Higher productivity alone cannot explain why disemployment effects so small. By itself, higher productivity will only ameliorates job loss if a one percent wage increase causes a fall in employment of more than one percent; otherwise, productivity gains will make the job loss worse. If demand from the affected workers is important, then productivity gains can help even if the elasticity is smaller than negative one, but probably not too much smaller. And to the extent cost increases come out of profits rather than being passed through to prices, productivity gains will definitely make job loss worse. These seem like strong conclusions, but they follow logically from premises that are disputed by no one — that higher productivity means that the same output an be produced by few workers, that higher costs may be passed on wholly or impart to higher prices, and that higher prices may result in lower sales.
One specific lesson I take from this is that the observed lack of disemployment from minimum wages must be the result of higher prices and/or lower profit margins, not efficiency wage type effects. In fact, the lack of observed job loss suggests rather strongly that productivity does not rise with higher wages.
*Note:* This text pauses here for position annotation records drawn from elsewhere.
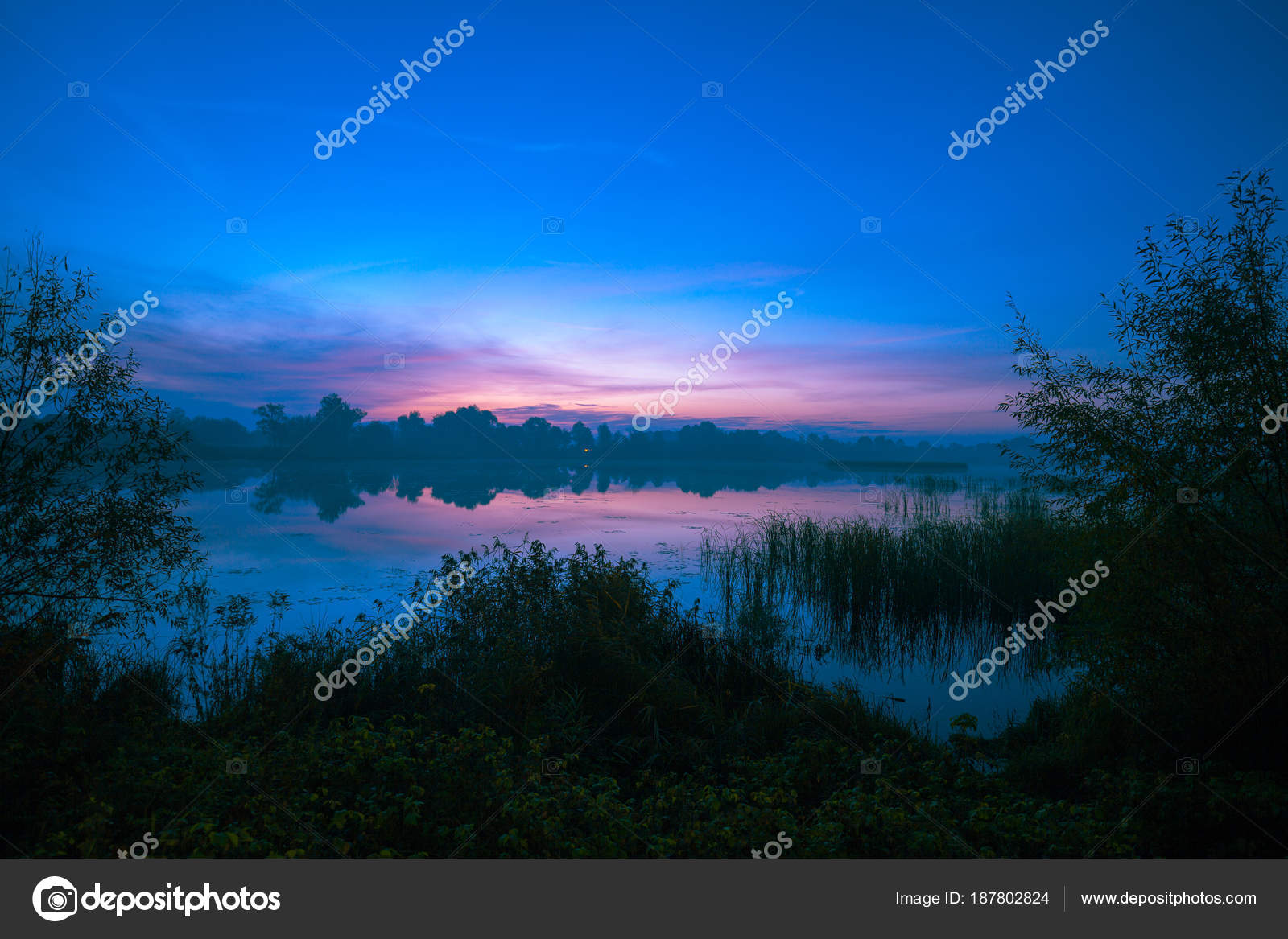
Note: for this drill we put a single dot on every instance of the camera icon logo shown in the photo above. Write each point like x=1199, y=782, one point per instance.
x=55, y=900
x=551, y=765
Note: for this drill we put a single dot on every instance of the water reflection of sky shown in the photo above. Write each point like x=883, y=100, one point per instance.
x=374, y=549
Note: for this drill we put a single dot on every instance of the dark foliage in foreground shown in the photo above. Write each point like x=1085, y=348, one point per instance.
x=558, y=707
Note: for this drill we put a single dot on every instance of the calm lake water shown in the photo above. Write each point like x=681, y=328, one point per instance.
x=335, y=537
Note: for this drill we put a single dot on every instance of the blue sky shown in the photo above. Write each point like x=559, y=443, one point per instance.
x=680, y=212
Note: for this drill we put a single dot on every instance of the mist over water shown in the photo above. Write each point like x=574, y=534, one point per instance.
x=335, y=537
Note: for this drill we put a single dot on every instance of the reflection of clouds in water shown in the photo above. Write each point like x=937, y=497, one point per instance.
x=374, y=550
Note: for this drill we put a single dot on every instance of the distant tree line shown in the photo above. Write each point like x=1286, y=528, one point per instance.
x=338, y=430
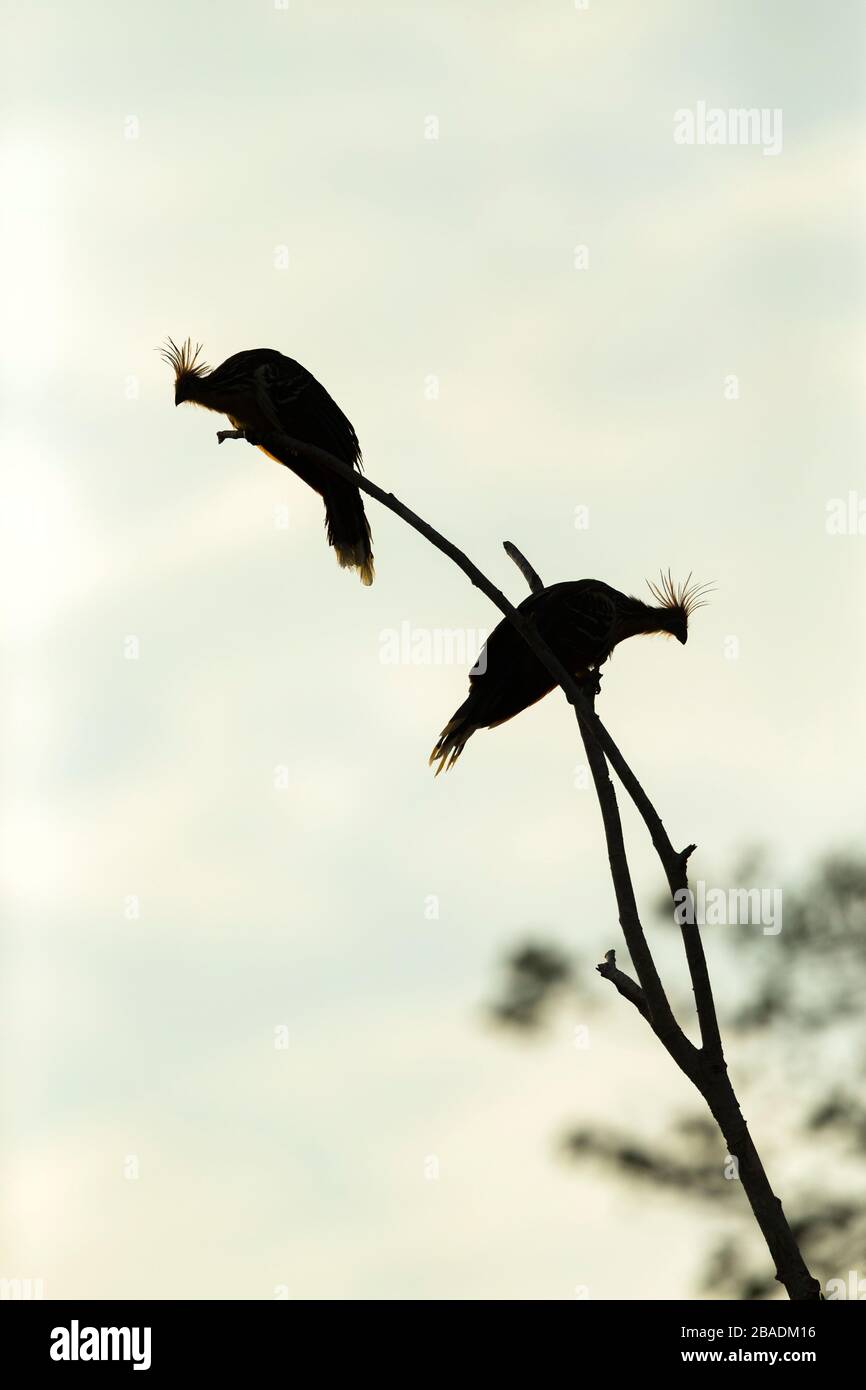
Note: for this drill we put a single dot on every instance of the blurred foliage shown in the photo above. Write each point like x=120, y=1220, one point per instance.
x=801, y=1018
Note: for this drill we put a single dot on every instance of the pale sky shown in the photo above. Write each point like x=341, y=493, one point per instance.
x=161, y=166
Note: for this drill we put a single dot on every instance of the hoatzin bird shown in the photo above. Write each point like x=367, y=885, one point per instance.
x=581, y=622
x=264, y=394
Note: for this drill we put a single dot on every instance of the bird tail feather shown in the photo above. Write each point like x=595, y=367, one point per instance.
x=349, y=531
x=455, y=737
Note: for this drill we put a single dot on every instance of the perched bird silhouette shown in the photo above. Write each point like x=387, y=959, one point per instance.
x=581, y=622
x=264, y=394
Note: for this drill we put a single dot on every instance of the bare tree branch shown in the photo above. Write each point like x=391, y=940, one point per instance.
x=523, y=565
x=628, y=988
x=705, y=1066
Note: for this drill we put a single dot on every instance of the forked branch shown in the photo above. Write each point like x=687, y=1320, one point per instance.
x=705, y=1066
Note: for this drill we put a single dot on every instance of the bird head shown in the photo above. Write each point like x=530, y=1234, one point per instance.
x=676, y=603
x=188, y=370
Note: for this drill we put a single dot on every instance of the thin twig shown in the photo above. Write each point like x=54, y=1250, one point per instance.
x=523, y=565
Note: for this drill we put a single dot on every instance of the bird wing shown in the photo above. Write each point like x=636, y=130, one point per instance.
x=577, y=620
x=298, y=405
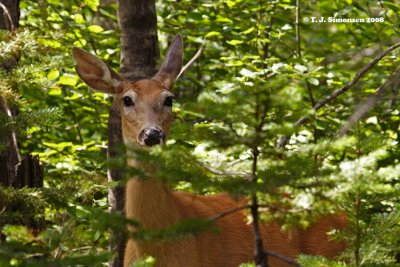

An interesting question is why people are so attracted to stories where it does.
UPDATE: I should add — I’m not labor economist, I have only a superficial knowledge of this literature; I’m sure someone else has done exactly this exercise and reached the same conclusions. I don’t claim I’m adding anything anything new. I just did this because I was puzzled about myself, and wanted to know under what conditions higher productivity would moderate job losses from higher wages, and under what conditions it would make them worse. And now I do.
 Again, using the fact that percentage changes are approximately equal to log differences.
 I wanted to explicitly justify this statement but the post is too long already.
 In my experience, it’s basically impossible to talk about this kind of thing with a professional economist without them immediately wanting to reframe it as problems optimization under constraints, even if that’s irrelevant to the question at hand. In this case, for instance, if we want to know what the effects of the wage increase are on sales, ,it’s sufficient to know how much the higher wage is passed on to prices, and how strongly sales fall with higher prices. Both these parameters might well be the result of maximization of profits (or some other objective) but you don’t need to know anything about that to answer to question. With respect to employment, what matters is whether the whole cost increase is passed on topics, or some it, or none; the effect will be the exactly same whether or not that fraction is the result of an optimization process.